A Einstein, dizia Lutzenberger, jamais teria ocorrido patentear sua idéias, assim como Watts e Crick, que desvendaram a estrutura molecular do código genético, "não tiveram a presunção de requerer patente para sua descoberta." Que monumental presunção, prosseguia Lutz, querer patentear gens, seres vivos, partes de seres vivos e processos vitais!
E no entanto, denunciava, empresas transnacionais que durante décadas condicionaram a agricultura ao uso exagerado e mesmo indiscriminado dos agrotóxicos, "preparam-se para arrebatar do produtor agrícola um dos últimos fatores do que lhe sobra de autonomia - a semente." Falava da "compra casada" - semente mais herbicida - a que o agricultor gaúcho era obrigado a se submeter, no momento em que a soja transgênica patenteada era introduzida no estado.
Lutz previa o monopólio global que vinha pela frente, com a compra das empresas independentes de sementes e a subordinação, cada vez mais grave, dos agricultores às transnacionais. O que pretendem, acusava, "é deixar sobreviver apenas as grandes monoculturas comerciais que dependem totalmente de seus insumos, cada vez mais caros, e que têm que entregar seus produtos a preços sempre mais manipulados".
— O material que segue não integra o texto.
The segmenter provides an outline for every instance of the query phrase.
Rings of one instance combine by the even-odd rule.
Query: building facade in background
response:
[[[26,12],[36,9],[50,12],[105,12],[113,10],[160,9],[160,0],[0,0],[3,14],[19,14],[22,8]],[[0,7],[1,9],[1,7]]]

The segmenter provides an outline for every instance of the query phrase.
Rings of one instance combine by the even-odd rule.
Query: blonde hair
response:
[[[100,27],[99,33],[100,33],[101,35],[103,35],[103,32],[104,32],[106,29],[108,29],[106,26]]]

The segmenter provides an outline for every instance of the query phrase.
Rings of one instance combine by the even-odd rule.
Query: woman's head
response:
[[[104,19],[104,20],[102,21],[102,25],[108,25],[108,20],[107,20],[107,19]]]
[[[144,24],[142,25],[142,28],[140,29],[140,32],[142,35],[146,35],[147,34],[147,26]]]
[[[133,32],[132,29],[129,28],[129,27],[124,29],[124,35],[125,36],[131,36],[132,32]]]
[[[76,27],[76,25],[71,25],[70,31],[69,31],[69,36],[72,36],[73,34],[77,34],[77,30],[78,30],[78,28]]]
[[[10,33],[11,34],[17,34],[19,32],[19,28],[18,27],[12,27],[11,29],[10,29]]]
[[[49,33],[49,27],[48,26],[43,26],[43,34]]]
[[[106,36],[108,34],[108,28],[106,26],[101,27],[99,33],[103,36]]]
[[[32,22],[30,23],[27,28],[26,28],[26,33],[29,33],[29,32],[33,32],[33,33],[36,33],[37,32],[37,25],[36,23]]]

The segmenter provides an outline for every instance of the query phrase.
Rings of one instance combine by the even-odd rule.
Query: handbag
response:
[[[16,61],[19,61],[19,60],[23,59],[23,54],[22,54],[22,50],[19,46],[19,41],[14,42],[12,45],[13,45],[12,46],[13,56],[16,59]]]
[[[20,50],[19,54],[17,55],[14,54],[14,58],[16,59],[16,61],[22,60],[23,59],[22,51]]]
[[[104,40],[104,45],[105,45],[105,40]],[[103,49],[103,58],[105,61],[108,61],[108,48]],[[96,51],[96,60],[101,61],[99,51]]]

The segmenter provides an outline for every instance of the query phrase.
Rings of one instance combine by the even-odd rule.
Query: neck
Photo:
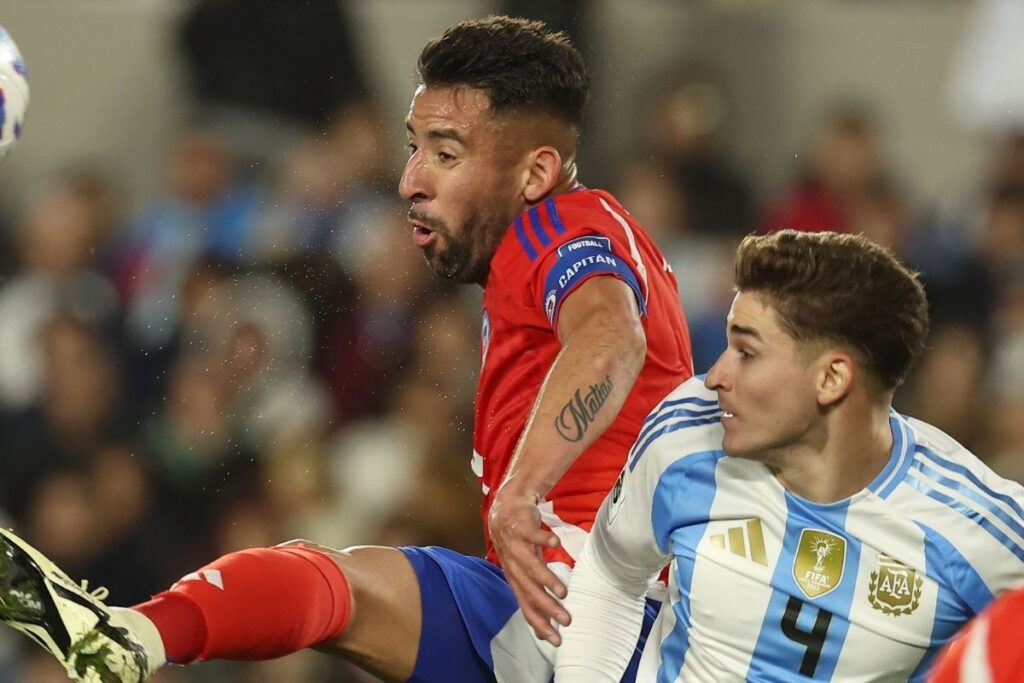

José Lutzenberger morreu em 2002, aos 75 anos. Em 2003, sua perspicácia e combatividade fizeram falta quando se deu o auge da discussão sobre a expansão da soja transgênica no País. Naquela ocasião, como agora, defendíamos a necessidade de realização do processo de licenciamento ambiental, por três motivos básicos:
1) precaução diante de possíveis impactos danosos ao meio ambiente e à saúde humana, detectados pela pesquisa científica e relacionados à perda de biodiversidade, contaminação de solos e ocorrência de alergias;
2) garantia de condições para que o cultivo convencional não fosse contaminado pelas sementes transgênicas, permitindo ao Brasil aproveitar oportunidades de mercado como exportador de soja convencional, num quadro de restrições, sobretudo dos países europeus, ao produto transgênico;
3) o risco da dependência dos agricultores às empresas detentoras da patente.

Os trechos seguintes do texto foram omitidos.